The Classroom Setting
As already mentioned, the number of students in each class if far smaller at Patrick Henry College and this dynamic encourages and promotes individuality of thought in a classroom setting. Students will have to think on their feet and be able to engage during in-class discussions. Because classes can range anywhere from five to twenty in size, Patrick Henry College students will be unable to hide in the crowd if they wish to avoid class discussions. This prompts students to come to class prepared. This, in turn, causes a higher level of class participation. Because students at Patrick Henry College take active steps to be equipped to engage in discussion, hand-raising is a central part of class. Moreover, many of the classes are designed to revolve around conversation and discussion—especially within upper-level classes where students are expected to have more general knowledge.

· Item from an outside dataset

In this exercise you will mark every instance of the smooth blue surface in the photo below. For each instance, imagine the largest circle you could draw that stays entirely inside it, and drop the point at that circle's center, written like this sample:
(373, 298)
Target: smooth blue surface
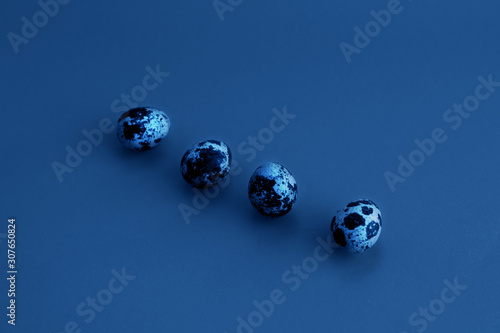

This format encourages dialogue and argument between students and the teacher, creating an environment that’s uniquely advantageous for examining different types of thought under different lights and alternate opinions. In this manner, the rigor that might be seen in tests or on a paper is a result of or the product from a vibrant and stimulating classroom setting at Patrick Henry College. For professors and students alike, the experience of academic improvement at Patrick Henry College starts in the classroom.
The Student Body
One of the reasons students at Patrick Henry College learn so much in their quick four-years is largely due to their classmates. While the academic rigor ultimately comes from classes and the work that’s presented from them, it doesn’t stop there. Instead, the student body at Patrick Henry College takes it upon itself to continue developing a multitude of ideas in the hallways, in the dorm, and in the dining hall. You must consider that the kind of person that comes to Patrick Henry College is one willing and ready to engage in discourse, not only as an academic endeavor but also as a form of amusement, entertainment, and betterment. Students here understand the importance of continued discourse and do their best to solidify their thoughts on current events and the things they learned in class by a rigorous sense of discussion. And this principle is true from classes such as history and various ways of interpreting the past, to theological debates on the nature of God, to the economic principles of conservative government. It takes more than a class to make a student. Fortunately, at Patrick Henry College, the student body itself is one of the largest reasons the academic rigor here continues to prompt students to new heights and new aspirations.
The Long and Short of It
If you give a man a book and prepare him for a test, that doesn’t necessarily make him a thinker. At Patrick Henry College, a dedicated faculty, a purposeful classroom setting, and a motivated student body are all factors that contribute towards the development of rigorously-trained thinkers—students who are being readily and adequately prepared to lead the world of tomorrow in whatever scenario they might find themselves in.